I was at the back lunch table, and a boy I had a major crush on offered me his Walkman headphones. He was really into this new album from a band called Green Day and thought I might like it (based on what, we don't know). But Nathan was correct.
I know the "popular" choice for favorite Green Day albums are much earlier releases. All solid picks. But I cannot tell a lie, this is what I found first. From the opening chords of Holiday to trying to memorize all 45 minutes of Jesus of Suburbia, I was hooked on this album for good and knew I needed a copy for myself. Another major transitional band that led me to Red Hot Chili Peppers, Foos, Weezer, Nirvana...everything.

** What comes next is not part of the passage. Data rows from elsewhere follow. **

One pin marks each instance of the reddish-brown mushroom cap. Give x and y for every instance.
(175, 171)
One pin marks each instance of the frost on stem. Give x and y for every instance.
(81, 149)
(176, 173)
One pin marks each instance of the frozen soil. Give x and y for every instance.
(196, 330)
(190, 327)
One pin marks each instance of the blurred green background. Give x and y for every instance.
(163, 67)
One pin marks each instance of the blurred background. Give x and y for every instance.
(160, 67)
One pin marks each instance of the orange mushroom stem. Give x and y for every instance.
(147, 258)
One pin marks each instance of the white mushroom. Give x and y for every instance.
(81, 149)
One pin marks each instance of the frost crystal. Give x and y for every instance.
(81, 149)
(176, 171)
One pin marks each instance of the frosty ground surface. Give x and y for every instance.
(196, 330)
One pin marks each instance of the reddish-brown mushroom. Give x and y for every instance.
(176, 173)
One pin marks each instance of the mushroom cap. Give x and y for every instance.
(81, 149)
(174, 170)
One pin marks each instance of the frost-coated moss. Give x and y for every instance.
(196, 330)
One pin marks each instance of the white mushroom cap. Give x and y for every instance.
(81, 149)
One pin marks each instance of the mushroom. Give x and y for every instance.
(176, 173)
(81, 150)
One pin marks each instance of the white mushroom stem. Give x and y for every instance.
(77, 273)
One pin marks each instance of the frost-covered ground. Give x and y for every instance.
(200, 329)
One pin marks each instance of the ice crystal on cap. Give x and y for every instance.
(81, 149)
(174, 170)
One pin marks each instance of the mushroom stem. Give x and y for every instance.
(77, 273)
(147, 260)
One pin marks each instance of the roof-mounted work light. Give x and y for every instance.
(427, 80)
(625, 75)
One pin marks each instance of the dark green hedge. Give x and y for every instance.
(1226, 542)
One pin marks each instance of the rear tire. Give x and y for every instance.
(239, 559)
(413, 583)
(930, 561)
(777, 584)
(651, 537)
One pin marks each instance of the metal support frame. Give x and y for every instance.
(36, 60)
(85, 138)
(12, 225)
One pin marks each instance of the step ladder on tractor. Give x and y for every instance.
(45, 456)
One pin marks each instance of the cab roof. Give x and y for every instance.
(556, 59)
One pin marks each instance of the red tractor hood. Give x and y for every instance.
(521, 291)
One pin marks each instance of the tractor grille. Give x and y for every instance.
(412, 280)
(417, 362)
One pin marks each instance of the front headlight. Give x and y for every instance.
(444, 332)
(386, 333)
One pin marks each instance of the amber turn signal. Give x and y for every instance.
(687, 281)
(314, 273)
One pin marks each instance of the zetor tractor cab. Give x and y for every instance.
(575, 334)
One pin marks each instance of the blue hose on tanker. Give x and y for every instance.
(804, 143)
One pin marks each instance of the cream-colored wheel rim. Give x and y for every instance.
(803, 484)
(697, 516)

I am lucky enough to have a best friend named Morgan, who took me to Green Day's Rock & Roll Hall of Fame Induction show in Cleveland at the House of Blues in 2015. Someone kicked me in the face in the pit. Great night.
Third Eye Blind caught me at the perfect time when the chip was on the shoulder and I was ready for the unfounded angst to fly. But they were also fun, crazy catchy, and were a happy medium between the harder and more alt-leaning sounds I was looking for. I found their debut first, Third Eye Blind, and mostly stuck with it but really enjoyed Out of the Vein as well as more recent releases. Seeing them live for the first time at Kickass Xmas 2016 was quite meaningful, and remarkably full-circle. I casually saluted Stephan Jenkins out of sheer panic and nerves. To say he was confused would be an understatement.
Several women in pop and hip-hop were influential for me. But as I hit my stride with 00s rock, I was mostly listening to male-fronted bands or strictly male artists. I was finding the Yeah Yeah Yeahs, Evanescence, I'd love The Kills later on. But I was still finding my way with this genre and wanted more vocalists that sounded like me, women in rock who I could aspire to become or whose voices/pitches I could match. I didn't know of Paramore until Riot!, and Hayley Williams became that musical role model I wanted. It helps that she's philanthropic and an honest public figure, even more recently about the anti-feminist theme of "Misery Business." Riot! was a pivotal discovery and I heard it at a very impressionable age.
Big one. I knew of The Killers before my proper intro to Hot Fuss from the "Mr. Brightside" video that was on every waking hour of MTV and I was obsessed with the edge - the message, the drama, the guyliner - it was sad and spiteful, but powerful and fast. This was given to me on a burned CD which I happily plopped into my CD alarm clock. Amazing thing to own. I learned Hot Fuss front to back by starting every day with it and loving every song more than the last, especially "Change Your Mind." Heavy rotaysh.
Along with the alt, punk and rock, I really, truly enjoyed folk, acoustic, and definitely more trop sounds that I started to experience with Jack Johnson, and later on in Trevor Hall, Bob Marley, and Slightly Stoopid. In Between Dreams was my favorite of Jack Johnson's at the time, and made the Top 10 for that reason. When I got to high school, I was really digging John Mayer and much, much softer finds than I had been before. Listening to this album helped ease me into an escape, one most kids need at that age. When I popped this album in, I knew things would calm down, at least for a while. It got me through early high school woes and for that I am eternally indebted to JJ.